A mini-gut organoid generated in the lab from human stem cells. Photo via ucsdnews.ucsd.edu

A team of UC San Diego School of Medicine researchers created a miniature gut in a lab to simulate and pinpoint the causes of a mysterious malady known as “leaky gut,” the school announced Monday.

The condition occurs frequently in older patients, those with cancer or chronic illnesses and those with stressful lifestyles.

Essentially, the lining of intestines becomes more permeable, allowing bacteria and microbes to pass through the gut and contribute to diseases driven by chronic inflammation, such as inflammatory bowel disease, dementia, atherosclerosis and liver fibrosis, among others.

UCSD officials said it is difficult for physicians to tell who has leaky gut, and there are no treatments for it.

By taking biopsies from patients, researchers were able to take stem cells to create 3D models of human intestines to study the ailment. The organoids, or “mini-guts,” tell the story of the condition — including revealing biomarkers which doctors could eventually use to diagnose and treat the condition, school officials said.

Dr. Pradipta Ghosh, professor of cellular and molecular medicine at UCSD School of Medicine and Moores Cancer Center, was first author of the report published in Life Science Alliance. Dr. Soumita Das, associate professor of pathology at UCSD School of Medicine, was the senior author.

According to the researchers, they rolled open the mini-gut balls to expose the surface of the intestinal lining. They then sprinkled on several types of bacteria, which stressed the gut lining junctions and caused them to fall apart. Those junctions between gut cells break down with aging and in the presence of colorectal tumors.

Each model gut differed from patient to patient, which Ghosh said was helpful to the research but also imposed limits.

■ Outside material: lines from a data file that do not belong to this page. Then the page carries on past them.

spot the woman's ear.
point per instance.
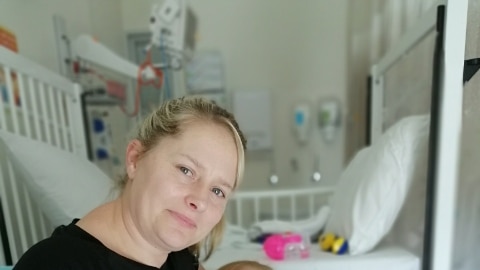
(132, 156)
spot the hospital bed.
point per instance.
(48, 112)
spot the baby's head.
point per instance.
(245, 265)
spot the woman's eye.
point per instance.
(186, 171)
(218, 192)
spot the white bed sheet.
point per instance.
(235, 247)
(388, 257)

“Lots of research is done in mice that are inbred so that they are genetically identical, all in the same cage, eating the same diet, in order to remove these variables from the studies,” she said. “But lab mice are far more standardized than the same human from day to day, or patients we see in the clinics. Here, our model is a better representation of humanity. On the other hand, it also means that each organoid is its own unique experiment. We have to test many organoids to be able to make any claim, which we did in our study.”

The researchers found that diabetes drug metformin activates an enzyme which helps tighten the cell junctions back up — a potentially effective treatment for the condition.

The next step will be to look at diseases driven by leaky gut and to test various ways to tighten up those cell junctions.

“I think you’d be hard pressed to find a disease in which systemic inflammation is not a driver,” Das said. “That’s why, even though there are so many things we still don’t know, we’re excited about the broad potential this model and these findings open for developing personalized leaky gut therapeutics.”

To further advance these studies and others like it, Ghosh and Das lead HUMANOID, a core facility based at UCSD School of Medicine where researchers can access a number of different human organoids, including healthy or Alzheimer’s disease mini-brains and healthy or inflammatory bowel disease mini-guts, from both male and female patients at a variety of ages.